The EU Commission could “drop a bombshell” just days before Britain goes to the polls in the EU referendum by making announcements that sway the vote, MPs have been told. They heard that the Commission will be banned from donating money to the ‘in’ campaign or promoting the EU, but there is little that can be done to stop it publishing material on its website.
The revelation came during an evidence session of the Public Administration and Constitutional Affairs Committee (PACAC) which has been tasked with scrutinising the decision to omit purdah regulations for the referendum, due to be held in 2017.
Bob Posner, the Electoral Commission’s director of party and election finance, said:
“What I couldn’t say with clarity is how our enforceability would work outside the UK,” the BBC has reported.
The Committee’s chairman, Bernard Jenkin, said that that meant there was nothing to stop the Commission from “dropping a bombshell” with just days to go before the vote. Another member of the committee suggested that the Commission, which has a press office in Westminster, may also be able to make “vows” to the electorate, in much the same way as Gordon Brown had done to the people of Scotland before the Scottish referendum on independence last year.
In a break from convention, the Conservative government earlier this year unveiled plans to scrap the 28-day purdah period, in which ministers and civil servants are banned from any activity which could sway the vote.
Concerns were quickly raised by Eurosceptics, fearful that the government was attempting to tilt the scales in favour of a vote to remain within the EU. UKIP’s Chairman Steve Crowther said:
“With no guarantee from the Government that they will set and enforce fair and equal spending limits, this omission [of a purdah period] leaves the door open for the government or indeed the European Union’s agencies to make ever more appealing announcements, right up to polling day, to ‘nudge’ people towards a vote to stay in.”
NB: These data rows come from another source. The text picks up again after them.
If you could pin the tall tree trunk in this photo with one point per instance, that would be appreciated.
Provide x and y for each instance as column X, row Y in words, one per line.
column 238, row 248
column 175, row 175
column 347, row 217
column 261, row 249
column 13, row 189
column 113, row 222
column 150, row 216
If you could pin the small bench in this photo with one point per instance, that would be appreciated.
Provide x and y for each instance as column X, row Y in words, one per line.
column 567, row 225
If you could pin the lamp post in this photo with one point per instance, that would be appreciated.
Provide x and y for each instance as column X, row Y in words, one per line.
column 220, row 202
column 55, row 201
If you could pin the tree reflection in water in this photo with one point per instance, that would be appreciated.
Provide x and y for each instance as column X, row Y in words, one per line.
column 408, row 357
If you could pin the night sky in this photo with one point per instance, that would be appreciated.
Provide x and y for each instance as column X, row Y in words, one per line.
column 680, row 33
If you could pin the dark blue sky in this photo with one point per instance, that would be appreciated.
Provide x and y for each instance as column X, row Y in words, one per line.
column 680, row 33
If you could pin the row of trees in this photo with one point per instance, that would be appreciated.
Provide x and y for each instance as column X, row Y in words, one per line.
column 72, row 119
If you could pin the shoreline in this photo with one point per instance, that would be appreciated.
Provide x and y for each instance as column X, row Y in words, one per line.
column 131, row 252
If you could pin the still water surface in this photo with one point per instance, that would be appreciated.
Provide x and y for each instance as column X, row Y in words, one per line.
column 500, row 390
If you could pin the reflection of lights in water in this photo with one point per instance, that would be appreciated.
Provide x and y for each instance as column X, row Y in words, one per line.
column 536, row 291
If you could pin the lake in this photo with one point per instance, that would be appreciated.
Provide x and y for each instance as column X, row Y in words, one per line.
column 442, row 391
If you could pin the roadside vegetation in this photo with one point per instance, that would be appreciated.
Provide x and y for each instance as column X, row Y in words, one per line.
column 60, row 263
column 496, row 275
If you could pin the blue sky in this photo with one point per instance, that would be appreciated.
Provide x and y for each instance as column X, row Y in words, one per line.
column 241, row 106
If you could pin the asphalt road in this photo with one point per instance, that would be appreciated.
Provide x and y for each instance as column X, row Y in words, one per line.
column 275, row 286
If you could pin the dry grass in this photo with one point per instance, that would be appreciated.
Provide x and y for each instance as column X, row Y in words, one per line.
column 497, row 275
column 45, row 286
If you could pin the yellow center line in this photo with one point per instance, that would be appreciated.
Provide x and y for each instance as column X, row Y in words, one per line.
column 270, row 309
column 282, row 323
Owen Paterson, the former environment secretary turned Tory backbencher commented: “The purdah rule was brought in for a very good reason: to allow a fair choice on the basis of a fair distribution of material. You cannot have unlimited local government, national government or European government material distributed right up to polling day. It’s quite clearly wrong.”
Fellow Eurosceptic backbencher Bill Cash tabled an amendment to see the purdah period reinstated but it was defeated, despite being backed by 27 Conservative MPs, by Labour abstaining, allowing the government a clearer run.
The government has argued that holding a purdah period would prevent ministers from doing their jobs within the EU, but that claim is also being scrutinised by PACAC, as are concerns over the government’s plans to explain the outcome of the government’s renegotiation of EU treaties ahead of the referendum.
Lord Bew, chairman of the committee on standards in public life has said that the word “explain is open to a number of different meanings,” and that his committee would investigate whether the proposed plan breaks impartiality rules.
Mr Jenkin said: “I am advised that in no other country could the government use the machinery of government to explain the outcome of the negotiations in that fashion during the purdah period.”